なお、前後編になる模様( ;∀;)
最新話です、どうぞ。感想・評価お待ちしています!
爆散。
大きなキノコ雲を登らせるほどの爆発がLINK VRAINSを揺らす。猛風をモンスター越しに受け、ゴーストガールは揺れる髪を抑えた。今頃相手のライフは0、衝撃で強制ログアウトされているだろうし、しばらくはLINK VRAINSに入ってはこれないだろう。最初にいた場所から大分遠くまで来てしまった、ふぅと一息ついて踵を返した、その時だった。
「…っ!何!?」
唐突に響き渡る、ドスの効いた女声の入場コール。これに応えるように、爆炎を払い現れたのは純白のマント。清廉な白いボディにカラフルなラインを走らせ、額には勝利のV字アンテナ。ドンモモタロウとは印象の異なる、頼もしいもう一人のヒーローの登場だ。
《Z・HERO ゼンカイザー》ATK:2500 DEF:2000
「どうしてモンスターが…!?」
先ほどまで影も形もなかったはず、どういうことかと瞠目していると笑い声が降って来た。見上げると細長い影が一つ、データストームに落ちてくる。ゴーストエンジェルのモンスターが炎の彼方に消した筈のバイクが、波飛沫を上げ走行していた。
「はッはッはッはッは!《Z・HERO ゼンカイザー》の効果!相手の攻撃宣言時、手札から特殊召喚できる!そしてこいつは特殊召喚されたターン、戦闘では破壊されないのよォ!」
ドンの前で腕を組み、仁王立ちするゼンカイザー。《HERO》と名の付くモンスターでは中々いない手札から発動する効果、一向に伏せカードを使わないから油断していたのだ。
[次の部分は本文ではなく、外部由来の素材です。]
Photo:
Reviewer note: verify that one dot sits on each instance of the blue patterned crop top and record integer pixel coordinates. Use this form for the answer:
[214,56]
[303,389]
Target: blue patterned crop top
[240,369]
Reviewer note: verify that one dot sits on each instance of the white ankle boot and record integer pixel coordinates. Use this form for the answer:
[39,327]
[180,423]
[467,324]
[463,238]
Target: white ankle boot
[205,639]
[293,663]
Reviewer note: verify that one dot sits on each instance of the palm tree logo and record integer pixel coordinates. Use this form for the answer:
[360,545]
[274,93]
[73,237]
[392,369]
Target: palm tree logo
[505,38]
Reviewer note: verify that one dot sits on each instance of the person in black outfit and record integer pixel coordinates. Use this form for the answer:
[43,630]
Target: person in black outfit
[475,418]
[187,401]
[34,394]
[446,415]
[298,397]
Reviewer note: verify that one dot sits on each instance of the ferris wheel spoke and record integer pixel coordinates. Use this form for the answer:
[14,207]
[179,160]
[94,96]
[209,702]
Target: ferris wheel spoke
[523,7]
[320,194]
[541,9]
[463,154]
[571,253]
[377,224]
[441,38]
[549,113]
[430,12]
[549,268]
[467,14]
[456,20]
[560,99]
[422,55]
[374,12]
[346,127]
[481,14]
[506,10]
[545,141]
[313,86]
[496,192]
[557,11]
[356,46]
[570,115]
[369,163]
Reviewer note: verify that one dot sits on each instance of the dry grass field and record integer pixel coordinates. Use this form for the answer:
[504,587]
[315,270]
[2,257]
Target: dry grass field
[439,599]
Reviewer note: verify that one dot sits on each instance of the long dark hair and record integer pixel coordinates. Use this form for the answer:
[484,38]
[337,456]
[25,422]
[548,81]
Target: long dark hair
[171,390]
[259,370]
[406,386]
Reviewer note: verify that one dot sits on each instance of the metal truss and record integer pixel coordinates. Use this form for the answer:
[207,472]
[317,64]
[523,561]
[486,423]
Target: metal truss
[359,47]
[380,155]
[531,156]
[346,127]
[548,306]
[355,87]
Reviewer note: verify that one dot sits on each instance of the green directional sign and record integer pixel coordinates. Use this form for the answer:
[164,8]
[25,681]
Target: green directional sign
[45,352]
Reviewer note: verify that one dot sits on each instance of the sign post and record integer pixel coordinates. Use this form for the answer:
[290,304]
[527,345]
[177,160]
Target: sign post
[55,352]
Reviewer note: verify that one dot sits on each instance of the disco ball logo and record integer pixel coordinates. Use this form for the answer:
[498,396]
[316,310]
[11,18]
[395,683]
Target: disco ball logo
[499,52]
現在フィールド・手札の枚数は自分の方が上、伏せカードも2枚存在するしここから相手の手など幾らでも封じようがある。だがゴーストエンジェルは唇を横一文字に結んだ、次はどんな手で来る、どんなカードを使う?早期決着を狙い手段を大分使った自分に、勝機はあるのか────?
「やってくれたわね……!?」
「そッちもな、だが!ここまでだ、俺のタ────」
意気揚々とデッキに手を掛けた、その時だった。ドンに待ったをかける者が。
「待て!」
ピタリと手を止めた二人が顔を上げると、Dボードに乗る一人の男が。緑と黒のぴっちりした服を纏い、蛍光色に設定された髪を靡かせる彼は高度を一定に保ちながらこちらに鋭い視線を送る。
「プレイメーカー」
「お前の狙いは俺だろう!」
一躍有名人が二人も揃う、熱気荒ぶるLINK VRAINSの中でゴーストエンジェルの声が上ずる。自分がブルーエンジェルの偽物であることは既に割れてしまったから、正直出てくるとか思っていなかった。突然やって来た標的を前に呆ける彼女を他所に、ドンが怒鳴った。
「遅いぞ、何をしていた!」
「お前こそ何をしに来た!お前が首を突っ込む事じゃない!」
「俺に指図するな!やることが目の前にある、動く理由などそれで十分だ!」
「うるせぇ!全部お前の自業自得だろ!この馬鹿タロウ!」
「黙っていろチビ助!俺はお前と話していない!」
「喋るなAi!」
「い~や黙らないぜプレイメーカー様!コイツにゃぎゃふんと言ってやらなくっちゃ!」
売り言葉に買い言葉、煽られたAiがドンを罵り、眉を吊り上げたドンが言い返す。プレイメーカーが黙れというのも聞かず、次第にプレイメーカーさえも置き去りにして口撃を繰り返す両者。その様子を見ていたゴーストエンジェルは肩をガクリと落とした。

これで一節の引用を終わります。